Ein Beispiel der Abwehrarbeit des Vereins bearbeitet Regina Grundmann mit Blick auf zwei apologetische Schriften, die sich gegen Angriffe auf jüdische Traditionsliteratur richteten. Ausgehend vom „Stürmer-Prozess“ 1929, betritt sie dabei ein Feld, welches von scheinbar ambivalenten Positionen innerhalb des CV geprägt war: Einerseits sollte die religiöse Gesinnung eine individuelle Entscheidung bleiben, aber andererseits erkannten die Verantwortlichen im Verein auch einen direkten Angriff auf die Emanzipation. Demnach herrschte zwar in der Berliner Zentrale Einigkeit über den Handlungsbedarf, aber Uneinigkeit über die Form und Umsetzung, was mitunter auch an mangelnder Kenntnis der Materie durch die Mitglieder festzumachen war. Ihr gelingt es nachzuweisen, dass im Verein zwar entschlossen gehandelt wurde, man sich aber wiederkehrend die Frage stellte, ob diese Abwehr- und Aufklärungsarbeit den gewünschten Nutzen überhaupt erzielen könnte, wodurch sich der Wechsel des Verwendungszwecks der Schriften nachvollziehen lässt. Diese richteten sich ab 1933 nicht mehr primär gegen antisemitische Angriffe und auf die Aufklärung der christlichen Bevölkerung, sondern vielmehr auf eine Konstituierung einer „positive[n] jüdische[n] Identität“ (S. 153). Grundmann trifft den Kern einer Debatte, die den CV prägte und zu einer Doppelstrategie führte: Abwehr nach außen und Aufklärung nach innen unter Reflexion der gegenwärtigen Verhältnisse. Demnach erkennt Grundmann einen wesentlichen Beitrag des CV zur „jüdischen Renaissance“ (S. 153).

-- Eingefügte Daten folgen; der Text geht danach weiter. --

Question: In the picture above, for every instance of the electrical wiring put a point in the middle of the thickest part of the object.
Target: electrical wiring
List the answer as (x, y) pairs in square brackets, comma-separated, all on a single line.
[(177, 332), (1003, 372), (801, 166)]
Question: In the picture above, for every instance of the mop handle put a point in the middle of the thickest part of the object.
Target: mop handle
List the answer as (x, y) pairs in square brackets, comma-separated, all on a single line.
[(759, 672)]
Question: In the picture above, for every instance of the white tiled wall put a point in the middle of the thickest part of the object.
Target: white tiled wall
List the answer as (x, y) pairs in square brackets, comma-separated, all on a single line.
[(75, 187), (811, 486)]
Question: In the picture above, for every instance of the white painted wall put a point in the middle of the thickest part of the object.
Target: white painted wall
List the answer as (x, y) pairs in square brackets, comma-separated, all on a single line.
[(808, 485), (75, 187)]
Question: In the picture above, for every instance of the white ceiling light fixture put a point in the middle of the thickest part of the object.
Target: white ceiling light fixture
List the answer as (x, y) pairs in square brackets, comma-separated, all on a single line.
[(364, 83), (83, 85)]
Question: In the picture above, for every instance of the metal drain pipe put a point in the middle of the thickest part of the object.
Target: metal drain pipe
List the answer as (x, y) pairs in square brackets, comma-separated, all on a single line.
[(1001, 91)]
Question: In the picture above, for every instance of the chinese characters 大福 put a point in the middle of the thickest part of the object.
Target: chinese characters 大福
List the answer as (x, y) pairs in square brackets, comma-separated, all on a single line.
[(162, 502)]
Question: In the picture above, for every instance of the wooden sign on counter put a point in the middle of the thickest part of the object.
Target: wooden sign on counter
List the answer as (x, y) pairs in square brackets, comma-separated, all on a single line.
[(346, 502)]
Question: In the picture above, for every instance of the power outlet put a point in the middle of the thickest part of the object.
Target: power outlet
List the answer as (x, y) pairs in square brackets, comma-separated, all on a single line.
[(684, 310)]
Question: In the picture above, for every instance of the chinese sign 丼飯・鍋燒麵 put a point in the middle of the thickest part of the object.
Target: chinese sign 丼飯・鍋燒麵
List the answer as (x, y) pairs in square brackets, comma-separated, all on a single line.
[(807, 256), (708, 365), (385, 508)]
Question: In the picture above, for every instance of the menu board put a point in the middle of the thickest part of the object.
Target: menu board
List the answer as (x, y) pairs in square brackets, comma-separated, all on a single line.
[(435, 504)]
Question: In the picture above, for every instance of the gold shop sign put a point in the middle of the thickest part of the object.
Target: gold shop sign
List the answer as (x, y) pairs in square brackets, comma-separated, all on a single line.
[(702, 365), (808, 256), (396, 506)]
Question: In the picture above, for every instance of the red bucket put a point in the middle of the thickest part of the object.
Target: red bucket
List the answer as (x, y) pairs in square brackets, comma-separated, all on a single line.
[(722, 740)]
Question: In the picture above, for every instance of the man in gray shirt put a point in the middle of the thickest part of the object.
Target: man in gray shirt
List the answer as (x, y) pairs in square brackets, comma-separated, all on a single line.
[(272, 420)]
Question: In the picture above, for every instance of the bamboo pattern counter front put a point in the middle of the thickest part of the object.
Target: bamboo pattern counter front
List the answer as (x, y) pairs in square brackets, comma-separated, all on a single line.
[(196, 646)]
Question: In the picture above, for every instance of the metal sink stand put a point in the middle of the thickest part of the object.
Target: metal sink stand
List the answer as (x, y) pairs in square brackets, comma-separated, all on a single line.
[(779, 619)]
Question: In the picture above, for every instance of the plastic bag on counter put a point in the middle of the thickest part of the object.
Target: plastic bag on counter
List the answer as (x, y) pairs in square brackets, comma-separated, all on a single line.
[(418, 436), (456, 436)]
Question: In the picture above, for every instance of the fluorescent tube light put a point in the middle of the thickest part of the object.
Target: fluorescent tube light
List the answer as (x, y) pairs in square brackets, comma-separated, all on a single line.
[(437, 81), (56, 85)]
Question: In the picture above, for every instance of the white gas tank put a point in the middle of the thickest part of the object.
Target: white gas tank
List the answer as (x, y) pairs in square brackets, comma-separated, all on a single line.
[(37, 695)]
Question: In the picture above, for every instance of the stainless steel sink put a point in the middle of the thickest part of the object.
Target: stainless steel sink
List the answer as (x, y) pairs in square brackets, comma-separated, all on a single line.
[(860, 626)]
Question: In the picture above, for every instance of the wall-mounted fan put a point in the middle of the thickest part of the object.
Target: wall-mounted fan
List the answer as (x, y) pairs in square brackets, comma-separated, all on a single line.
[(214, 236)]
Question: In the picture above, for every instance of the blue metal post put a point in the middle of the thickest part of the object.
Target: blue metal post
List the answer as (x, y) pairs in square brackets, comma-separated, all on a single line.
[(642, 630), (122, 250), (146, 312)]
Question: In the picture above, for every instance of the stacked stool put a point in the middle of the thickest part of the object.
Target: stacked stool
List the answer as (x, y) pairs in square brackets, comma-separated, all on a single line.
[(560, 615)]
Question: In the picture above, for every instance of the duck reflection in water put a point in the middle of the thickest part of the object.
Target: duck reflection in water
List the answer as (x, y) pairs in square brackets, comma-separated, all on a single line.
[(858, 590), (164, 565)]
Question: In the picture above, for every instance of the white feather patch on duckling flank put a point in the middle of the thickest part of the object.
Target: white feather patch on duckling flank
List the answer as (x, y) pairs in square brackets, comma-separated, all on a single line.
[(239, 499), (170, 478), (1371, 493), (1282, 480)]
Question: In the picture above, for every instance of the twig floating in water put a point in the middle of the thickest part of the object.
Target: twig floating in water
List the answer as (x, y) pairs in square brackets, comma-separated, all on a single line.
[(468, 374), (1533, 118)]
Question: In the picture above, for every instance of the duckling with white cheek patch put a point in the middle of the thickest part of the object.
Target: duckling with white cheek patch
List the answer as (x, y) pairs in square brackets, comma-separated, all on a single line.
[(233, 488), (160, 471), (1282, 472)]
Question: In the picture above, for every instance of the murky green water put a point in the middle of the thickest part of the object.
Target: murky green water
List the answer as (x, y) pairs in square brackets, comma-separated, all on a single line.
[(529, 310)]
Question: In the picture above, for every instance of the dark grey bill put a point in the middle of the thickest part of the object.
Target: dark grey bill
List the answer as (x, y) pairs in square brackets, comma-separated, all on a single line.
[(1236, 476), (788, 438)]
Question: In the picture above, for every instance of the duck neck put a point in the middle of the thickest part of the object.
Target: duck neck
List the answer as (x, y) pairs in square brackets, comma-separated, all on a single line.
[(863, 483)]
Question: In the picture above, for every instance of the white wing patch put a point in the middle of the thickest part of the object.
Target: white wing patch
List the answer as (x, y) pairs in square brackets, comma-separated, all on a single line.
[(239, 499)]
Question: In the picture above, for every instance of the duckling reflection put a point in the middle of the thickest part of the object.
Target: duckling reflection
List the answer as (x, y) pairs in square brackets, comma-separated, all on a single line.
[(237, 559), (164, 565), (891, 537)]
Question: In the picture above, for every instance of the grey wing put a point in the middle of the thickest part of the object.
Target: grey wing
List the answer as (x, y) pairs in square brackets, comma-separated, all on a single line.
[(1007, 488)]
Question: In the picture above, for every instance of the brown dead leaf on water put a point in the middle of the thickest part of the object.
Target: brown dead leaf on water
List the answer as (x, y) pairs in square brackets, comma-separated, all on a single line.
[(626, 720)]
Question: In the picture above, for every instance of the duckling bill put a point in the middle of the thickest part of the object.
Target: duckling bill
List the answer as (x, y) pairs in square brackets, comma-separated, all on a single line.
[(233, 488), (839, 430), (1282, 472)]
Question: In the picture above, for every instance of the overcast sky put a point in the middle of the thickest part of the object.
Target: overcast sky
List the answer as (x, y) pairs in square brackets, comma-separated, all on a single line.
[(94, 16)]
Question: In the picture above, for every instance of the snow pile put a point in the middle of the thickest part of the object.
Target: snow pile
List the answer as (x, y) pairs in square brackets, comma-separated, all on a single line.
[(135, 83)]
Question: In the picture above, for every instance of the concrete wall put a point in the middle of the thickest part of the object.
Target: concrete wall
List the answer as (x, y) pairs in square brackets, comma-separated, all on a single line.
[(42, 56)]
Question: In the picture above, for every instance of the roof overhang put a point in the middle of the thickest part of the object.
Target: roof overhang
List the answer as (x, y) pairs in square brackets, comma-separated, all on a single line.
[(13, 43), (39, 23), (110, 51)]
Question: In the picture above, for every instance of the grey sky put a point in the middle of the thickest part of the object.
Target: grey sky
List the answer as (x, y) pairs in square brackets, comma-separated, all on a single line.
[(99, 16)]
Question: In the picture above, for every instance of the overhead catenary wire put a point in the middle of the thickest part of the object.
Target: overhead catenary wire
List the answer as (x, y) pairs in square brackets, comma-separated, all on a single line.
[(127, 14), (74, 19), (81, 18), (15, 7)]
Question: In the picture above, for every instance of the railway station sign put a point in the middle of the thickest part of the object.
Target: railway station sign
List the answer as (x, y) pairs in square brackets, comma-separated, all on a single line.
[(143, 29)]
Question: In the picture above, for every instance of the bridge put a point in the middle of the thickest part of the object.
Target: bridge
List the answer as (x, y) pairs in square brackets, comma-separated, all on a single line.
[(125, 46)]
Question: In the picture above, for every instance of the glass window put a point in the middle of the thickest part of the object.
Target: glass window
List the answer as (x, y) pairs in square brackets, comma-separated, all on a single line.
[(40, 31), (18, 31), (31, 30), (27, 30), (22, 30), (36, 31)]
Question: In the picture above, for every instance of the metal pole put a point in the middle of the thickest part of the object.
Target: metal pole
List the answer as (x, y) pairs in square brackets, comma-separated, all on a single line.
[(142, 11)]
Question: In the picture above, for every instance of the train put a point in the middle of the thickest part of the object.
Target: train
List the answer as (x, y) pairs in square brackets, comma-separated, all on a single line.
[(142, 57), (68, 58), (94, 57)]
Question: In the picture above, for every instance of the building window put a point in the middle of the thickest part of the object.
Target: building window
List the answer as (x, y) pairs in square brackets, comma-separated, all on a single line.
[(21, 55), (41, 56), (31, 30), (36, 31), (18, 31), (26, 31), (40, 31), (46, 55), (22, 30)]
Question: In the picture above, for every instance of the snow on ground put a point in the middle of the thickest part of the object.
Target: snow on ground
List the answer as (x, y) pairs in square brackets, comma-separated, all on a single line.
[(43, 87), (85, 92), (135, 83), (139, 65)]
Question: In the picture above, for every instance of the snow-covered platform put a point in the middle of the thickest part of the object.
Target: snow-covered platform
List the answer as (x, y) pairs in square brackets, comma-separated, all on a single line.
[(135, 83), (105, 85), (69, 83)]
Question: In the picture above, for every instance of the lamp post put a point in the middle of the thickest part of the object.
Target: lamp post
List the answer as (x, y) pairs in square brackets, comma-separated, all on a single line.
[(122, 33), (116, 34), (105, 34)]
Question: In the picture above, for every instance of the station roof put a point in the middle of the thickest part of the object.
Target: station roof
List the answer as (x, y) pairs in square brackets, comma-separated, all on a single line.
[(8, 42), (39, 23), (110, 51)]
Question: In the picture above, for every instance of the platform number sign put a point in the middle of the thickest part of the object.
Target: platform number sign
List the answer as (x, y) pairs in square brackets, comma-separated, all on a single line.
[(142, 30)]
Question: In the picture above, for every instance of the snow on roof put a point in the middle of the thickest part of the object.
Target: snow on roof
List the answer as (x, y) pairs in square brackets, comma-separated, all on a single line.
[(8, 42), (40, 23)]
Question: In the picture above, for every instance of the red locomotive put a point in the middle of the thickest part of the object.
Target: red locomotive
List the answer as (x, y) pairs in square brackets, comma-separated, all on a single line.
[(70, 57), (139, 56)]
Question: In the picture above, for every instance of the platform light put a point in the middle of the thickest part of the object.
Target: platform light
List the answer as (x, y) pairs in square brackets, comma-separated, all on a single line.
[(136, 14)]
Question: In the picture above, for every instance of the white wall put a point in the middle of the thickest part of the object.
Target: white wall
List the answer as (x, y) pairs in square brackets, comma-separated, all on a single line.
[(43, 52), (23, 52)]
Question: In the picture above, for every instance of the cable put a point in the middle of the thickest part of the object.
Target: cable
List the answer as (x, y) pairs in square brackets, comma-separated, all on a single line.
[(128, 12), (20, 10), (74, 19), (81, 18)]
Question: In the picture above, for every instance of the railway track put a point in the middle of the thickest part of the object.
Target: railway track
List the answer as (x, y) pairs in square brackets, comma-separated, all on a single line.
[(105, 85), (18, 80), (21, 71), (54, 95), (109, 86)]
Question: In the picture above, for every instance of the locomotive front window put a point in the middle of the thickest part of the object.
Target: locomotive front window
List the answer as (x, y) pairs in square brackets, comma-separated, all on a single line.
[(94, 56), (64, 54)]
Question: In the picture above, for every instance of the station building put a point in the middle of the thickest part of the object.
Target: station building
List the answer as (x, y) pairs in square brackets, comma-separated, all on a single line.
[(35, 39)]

Martin Herholz stellt die Jugendarbeit des CV in das Zentrum seines Interesses, indem er den Bund deutsch-jüdischer Jugend, sein Entstehen und seine Entwicklung nachzeichnet. Hier werden die anhaltenden Bemühungen, Zukunftsperspektiven zu bieten, anhand der Jugendarbeit greifbar. Es ist bezeichnend, dass sich die Verantwortlichen einerseits früh der Notwendigkeit dieses Arbeitsfeldes bewusst waren, jedoch andererseits erst verhältnismäßig spät die Einsetzung eines Jugendausschusses beschlossen; dies hingegen nicht als Reaktion auf die erstarkenden zionistischen Jugendbewegungen, sondern vielmehr aufgrund einer drohenden „roten Assimilation“ (S. 164) der Jugend. Die Jugendarbeit verdeutlicht dabei den Rückzug in Handlungsräume, die sich durch zunehmende staatliche Verfolgung verkleinerten.

Der letzte Beitrag von Frank Wolff beschäftigt sich mit dem nicht-zionistischen Auswanderungsgut Groß-Breesen, welches unter Federführung des CV entstand. Wolff geht dabei der Frage nach, inwiefern die Emigrationspolitik des CV als verspätet betrachtet und der Verein seinen ideologischen Ansprüchen im Lehrplan gerecht wurde beziehungsweise werden konnte. Er weist auf die frühen Versuche hin, Zionist/innen mit in die Schaffung der Schule einzubeziehen, was ablehnende Verlautbarungen durch sie nicht verhindern konnte. Wolff gelangt über die Gründungsgeschichte des Gutes zu dem Kernproblem des Lehrplans, welches in dem Verständnis eines deutschen Judentums lag, das sich „nicht mehr auf das Deutschsein beziehen konnte und durfte“ (S. 220) und dessen jüdische Komponente keineswegs so selbsterklärend war, wie von seinen Vereinsgründern gedacht. Die Hoffnungen derjenigen, die in dem Projekt die Chance einer „Rettungskapsel der deutsch-jüdischen Identität“ (S. 211) sahen, wie es Kurt Bondy, Leiter der Schule formulierte, verdeutlichen das komplizierte Dilemma. Dies, die Fehleinschätzung im Hinblick auf potenzielle Emigrationsziele und das Fehlen einer „Vision der jüdischen Zukunft, wie sie der Hechaluz vorlebte“ (S. 222), seien die gravierendsten Schwächen des Gutes gewesen.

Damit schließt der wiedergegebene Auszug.